From bcd7a0cf0d87b9197066f1ac8d6d59152b925441 Mon Sep 17 00:00:00 2001
From: biondizzle <biondizzle@gmail.com>
Date: Mon, 1 Jun 2026 04:08:21 +0000
Subject: [PATCH] diag: check SE weight and scale integrity for first 3 layers

---
 single_shot_inference.py | 7 +++++++
 1 file changed, 7 insertions(+)

diff --git a/single_shot_inference.py b/single_shot_inference.py
index 0be94b1d..8233b7fe 100644
--- a/single_shot_inference.py
+++ b/single_shot_inference.py
@@ -424,6 +424,13 @@ def moe_forward(x, li, moe_runner, se_runner, router, token_id):
         has_nan = torch.isnan(shared_out).any().item()

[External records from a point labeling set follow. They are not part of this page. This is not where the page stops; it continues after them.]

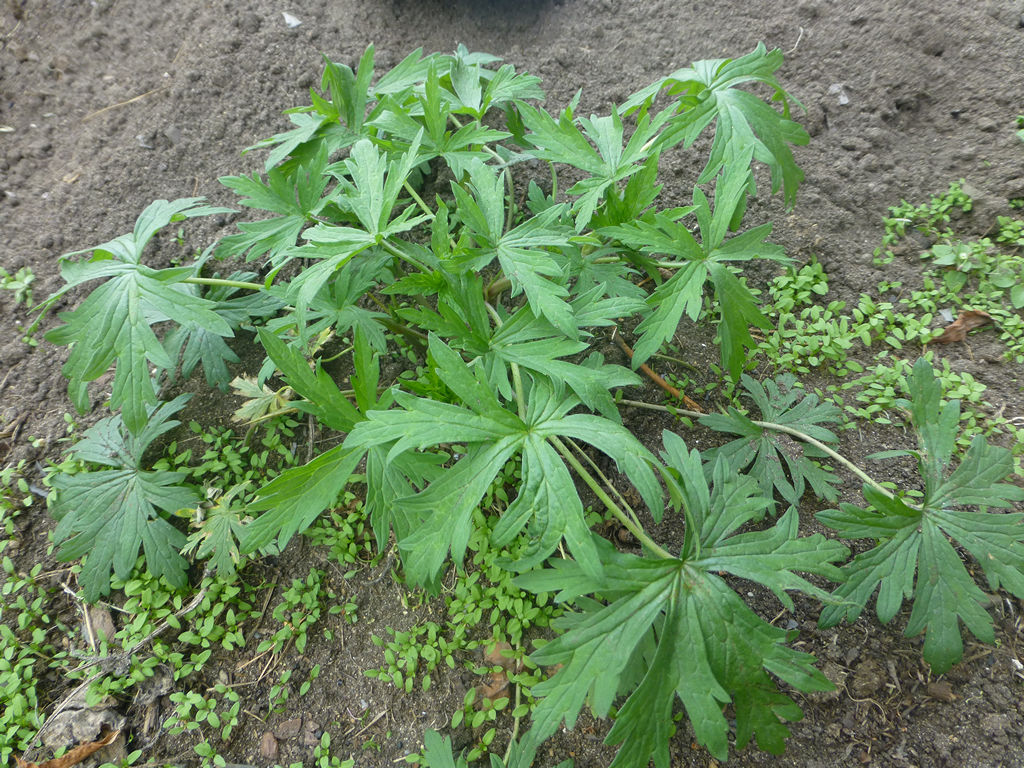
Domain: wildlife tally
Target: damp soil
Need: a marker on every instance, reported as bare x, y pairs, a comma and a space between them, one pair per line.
109, 104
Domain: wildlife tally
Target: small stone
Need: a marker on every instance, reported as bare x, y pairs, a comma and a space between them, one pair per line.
941, 690
867, 679
289, 729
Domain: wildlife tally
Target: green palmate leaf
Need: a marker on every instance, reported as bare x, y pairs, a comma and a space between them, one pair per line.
709, 648
293, 500
530, 268
460, 148
322, 396
370, 185
913, 540
332, 123
438, 518
547, 496
114, 324
707, 93
105, 514
608, 164
775, 459
296, 197
197, 345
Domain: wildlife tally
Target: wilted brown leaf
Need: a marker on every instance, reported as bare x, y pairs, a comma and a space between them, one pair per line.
73, 757
499, 655
967, 321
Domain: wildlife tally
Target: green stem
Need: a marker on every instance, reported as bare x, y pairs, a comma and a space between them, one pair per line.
515, 724
520, 400
603, 478
225, 283
587, 477
418, 199
778, 428
404, 257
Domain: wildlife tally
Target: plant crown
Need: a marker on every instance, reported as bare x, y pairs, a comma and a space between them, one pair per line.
395, 218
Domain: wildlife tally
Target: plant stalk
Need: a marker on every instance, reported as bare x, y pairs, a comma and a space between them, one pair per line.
225, 283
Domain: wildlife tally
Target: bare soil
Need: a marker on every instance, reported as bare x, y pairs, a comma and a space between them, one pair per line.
109, 104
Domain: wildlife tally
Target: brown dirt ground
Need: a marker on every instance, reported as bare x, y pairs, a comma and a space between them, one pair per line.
112, 103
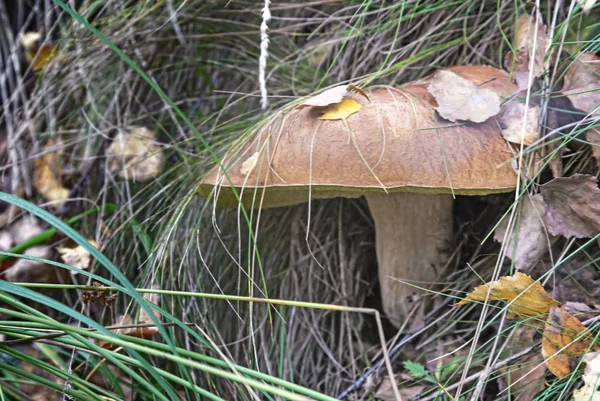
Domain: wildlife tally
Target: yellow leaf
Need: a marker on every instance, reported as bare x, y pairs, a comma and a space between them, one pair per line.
342, 110
565, 339
134, 155
528, 297
77, 257
46, 177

         out_max = shared_out.abs().max().item() if not has_nan else float('nan')
         print(f"  L{li} MoE shared: |out|={out_max:.4f} has_nan={has_nan}", flush=True)

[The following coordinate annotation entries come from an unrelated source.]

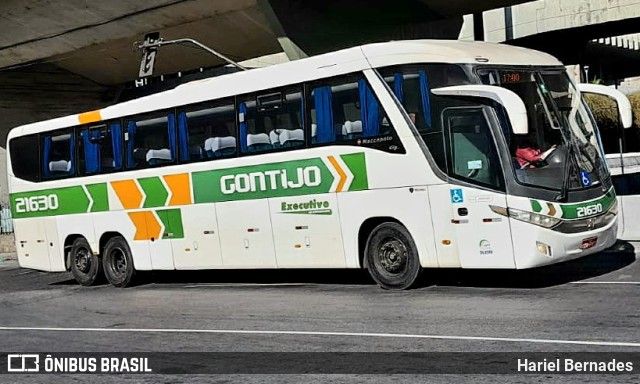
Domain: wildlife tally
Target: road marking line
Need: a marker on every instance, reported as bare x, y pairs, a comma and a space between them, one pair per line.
320, 333
227, 285
605, 282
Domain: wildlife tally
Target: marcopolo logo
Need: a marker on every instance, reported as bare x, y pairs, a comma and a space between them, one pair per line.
311, 207
271, 180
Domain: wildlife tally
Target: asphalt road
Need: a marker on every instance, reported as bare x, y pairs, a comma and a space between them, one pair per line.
588, 305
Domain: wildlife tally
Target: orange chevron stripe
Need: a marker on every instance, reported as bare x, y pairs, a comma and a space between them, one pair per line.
147, 227
343, 176
89, 117
128, 192
180, 188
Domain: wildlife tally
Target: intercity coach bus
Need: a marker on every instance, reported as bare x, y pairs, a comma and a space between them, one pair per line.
393, 157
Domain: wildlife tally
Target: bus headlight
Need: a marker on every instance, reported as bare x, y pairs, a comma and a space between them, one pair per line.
529, 217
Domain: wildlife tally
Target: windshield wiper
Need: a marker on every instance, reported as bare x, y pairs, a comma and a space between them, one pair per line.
566, 173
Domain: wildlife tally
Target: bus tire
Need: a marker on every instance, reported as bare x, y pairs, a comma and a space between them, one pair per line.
86, 267
117, 262
391, 256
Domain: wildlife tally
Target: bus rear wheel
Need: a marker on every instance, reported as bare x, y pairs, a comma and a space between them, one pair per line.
392, 256
85, 266
117, 262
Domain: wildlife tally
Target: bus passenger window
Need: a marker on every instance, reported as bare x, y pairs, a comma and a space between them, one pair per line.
58, 155
207, 131
100, 149
474, 156
346, 110
151, 141
24, 157
271, 120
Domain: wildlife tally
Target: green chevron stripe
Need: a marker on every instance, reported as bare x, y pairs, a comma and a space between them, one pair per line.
155, 191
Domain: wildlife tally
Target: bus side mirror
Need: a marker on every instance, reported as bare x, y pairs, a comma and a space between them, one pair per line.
624, 105
512, 103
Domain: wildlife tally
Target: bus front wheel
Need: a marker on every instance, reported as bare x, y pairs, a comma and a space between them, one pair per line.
85, 266
117, 262
392, 257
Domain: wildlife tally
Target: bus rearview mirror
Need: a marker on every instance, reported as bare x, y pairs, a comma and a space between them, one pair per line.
622, 101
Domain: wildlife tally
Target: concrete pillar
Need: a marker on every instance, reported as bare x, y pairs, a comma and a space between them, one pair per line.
41, 92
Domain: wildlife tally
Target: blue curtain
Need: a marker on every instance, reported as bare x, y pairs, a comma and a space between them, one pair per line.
183, 136
243, 127
131, 130
172, 135
324, 114
425, 90
369, 110
116, 143
397, 86
91, 150
46, 156
72, 152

+        # Check weight integrity
+        if hasattr(se_runner, '_l1_mat_b') and se_runner._l1_mat_b is not None:
+            wb = se_runner._l1_mat_b.view(torch.uint8)

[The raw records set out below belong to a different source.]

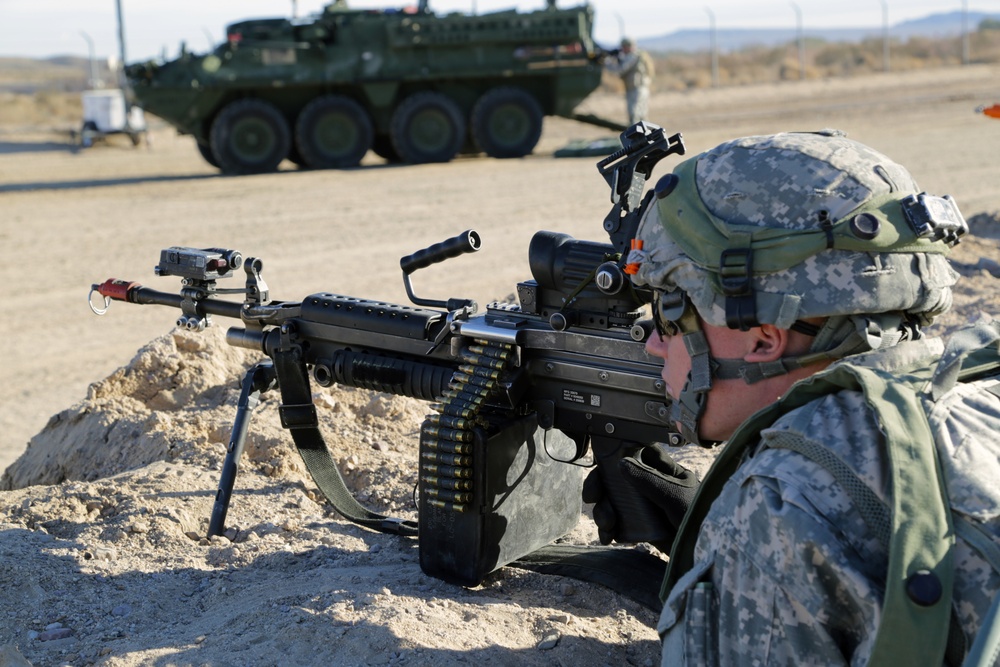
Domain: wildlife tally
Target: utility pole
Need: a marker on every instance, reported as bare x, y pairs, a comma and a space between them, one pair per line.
801, 40
965, 32
713, 47
95, 81
885, 35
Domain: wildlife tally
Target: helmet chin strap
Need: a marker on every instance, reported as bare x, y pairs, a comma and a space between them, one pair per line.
689, 407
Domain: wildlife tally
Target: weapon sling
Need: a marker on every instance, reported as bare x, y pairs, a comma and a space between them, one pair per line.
626, 571
298, 415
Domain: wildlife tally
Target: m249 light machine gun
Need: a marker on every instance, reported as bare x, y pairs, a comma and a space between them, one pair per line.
519, 391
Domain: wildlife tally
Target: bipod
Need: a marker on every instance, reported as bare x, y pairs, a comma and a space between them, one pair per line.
257, 380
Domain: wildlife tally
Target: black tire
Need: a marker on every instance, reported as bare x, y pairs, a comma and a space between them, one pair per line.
506, 122
295, 158
427, 127
205, 151
249, 136
382, 146
333, 132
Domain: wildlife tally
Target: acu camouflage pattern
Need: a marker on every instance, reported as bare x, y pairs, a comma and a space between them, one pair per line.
793, 181
787, 572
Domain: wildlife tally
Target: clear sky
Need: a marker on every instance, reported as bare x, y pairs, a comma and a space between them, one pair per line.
39, 28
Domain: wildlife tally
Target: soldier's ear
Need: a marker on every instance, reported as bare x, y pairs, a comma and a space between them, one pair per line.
768, 343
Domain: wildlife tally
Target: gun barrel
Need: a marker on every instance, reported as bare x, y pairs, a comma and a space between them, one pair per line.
132, 292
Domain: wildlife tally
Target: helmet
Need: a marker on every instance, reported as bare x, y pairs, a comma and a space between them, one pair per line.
774, 229
781, 228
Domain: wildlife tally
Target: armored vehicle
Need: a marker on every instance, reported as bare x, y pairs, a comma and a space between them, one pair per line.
409, 84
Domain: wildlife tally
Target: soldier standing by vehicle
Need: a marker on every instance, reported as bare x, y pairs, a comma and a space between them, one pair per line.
853, 517
635, 68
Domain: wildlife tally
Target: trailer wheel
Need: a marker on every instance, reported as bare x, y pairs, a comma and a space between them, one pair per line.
205, 151
249, 136
506, 122
333, 132
427, 127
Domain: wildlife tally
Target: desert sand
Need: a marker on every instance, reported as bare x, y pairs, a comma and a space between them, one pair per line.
113, 429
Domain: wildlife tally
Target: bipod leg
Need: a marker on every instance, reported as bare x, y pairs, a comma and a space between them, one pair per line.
258, 379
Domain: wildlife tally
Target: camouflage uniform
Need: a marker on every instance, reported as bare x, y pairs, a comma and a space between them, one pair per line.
786, 571
634, 70
794, 574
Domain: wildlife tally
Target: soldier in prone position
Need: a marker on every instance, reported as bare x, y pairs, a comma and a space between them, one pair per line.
853, 516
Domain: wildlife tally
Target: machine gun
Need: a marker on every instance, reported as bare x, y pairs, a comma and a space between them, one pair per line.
519, 391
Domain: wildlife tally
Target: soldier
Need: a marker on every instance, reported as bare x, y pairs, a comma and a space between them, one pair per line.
635, 68
793, 275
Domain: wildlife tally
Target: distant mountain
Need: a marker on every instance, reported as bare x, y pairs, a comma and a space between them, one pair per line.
948, 24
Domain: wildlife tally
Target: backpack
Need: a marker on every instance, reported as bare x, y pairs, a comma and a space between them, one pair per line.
919, 527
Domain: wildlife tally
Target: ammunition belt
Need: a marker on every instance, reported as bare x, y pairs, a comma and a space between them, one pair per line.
448, 437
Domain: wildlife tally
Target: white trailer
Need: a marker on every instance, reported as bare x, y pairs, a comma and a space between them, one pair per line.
105, 112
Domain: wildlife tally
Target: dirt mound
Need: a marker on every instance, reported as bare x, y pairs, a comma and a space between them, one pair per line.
108, 507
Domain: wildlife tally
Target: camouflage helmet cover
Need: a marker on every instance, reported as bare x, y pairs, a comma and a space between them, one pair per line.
815, 224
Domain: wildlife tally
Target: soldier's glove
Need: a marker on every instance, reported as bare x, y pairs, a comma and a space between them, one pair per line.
664, 482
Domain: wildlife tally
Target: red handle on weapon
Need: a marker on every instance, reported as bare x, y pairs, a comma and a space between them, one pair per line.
116, 289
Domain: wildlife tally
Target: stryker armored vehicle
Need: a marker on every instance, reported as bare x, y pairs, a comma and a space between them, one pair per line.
408, 84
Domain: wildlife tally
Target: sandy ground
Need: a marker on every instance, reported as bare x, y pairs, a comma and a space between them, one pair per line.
125, 446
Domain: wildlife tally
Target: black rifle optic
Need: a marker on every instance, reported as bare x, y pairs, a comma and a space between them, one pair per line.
518, 391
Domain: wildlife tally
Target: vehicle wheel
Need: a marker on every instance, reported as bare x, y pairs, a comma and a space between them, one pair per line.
206, 152
333, 132
249, 136
427, 127
506, 122
296, 158
382, 146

+            print(f"  L{li} SE l1 weight: shape={list(se_runner._l1_mat_b.shape)} dtype={se_runner._l1_mat_b.dtype} uint8_range=[{wb.min().item()},{wb.max().item()}]", flush=True)
+        if hasattr(se_runner, '_l1_scale_b') and se_runner._l1_scale_b is not None:
+            sb = se_runner._l1_scale_b
+            print(f"  L{li} SE l1 scale: shape={list(sb.shape)} dtype={sb.dtype} range=[{sb.min().item():.6f},{sb.max().item():.6f}] has_nan={torch.isnan(sb).any().item()}", flush=True)
         print(f"  L{li} SE gsa: l1={se_runner._l1_activation_global_scale:.6f} l2={se_runner._l2_activation_global_scale:.6f} gsb: l1={se_runner._l1_gsb[0].item():.6f} l2={se_runner._l2_gsb[0].item():.6f}", flush=True)
     return routed_out + shared_out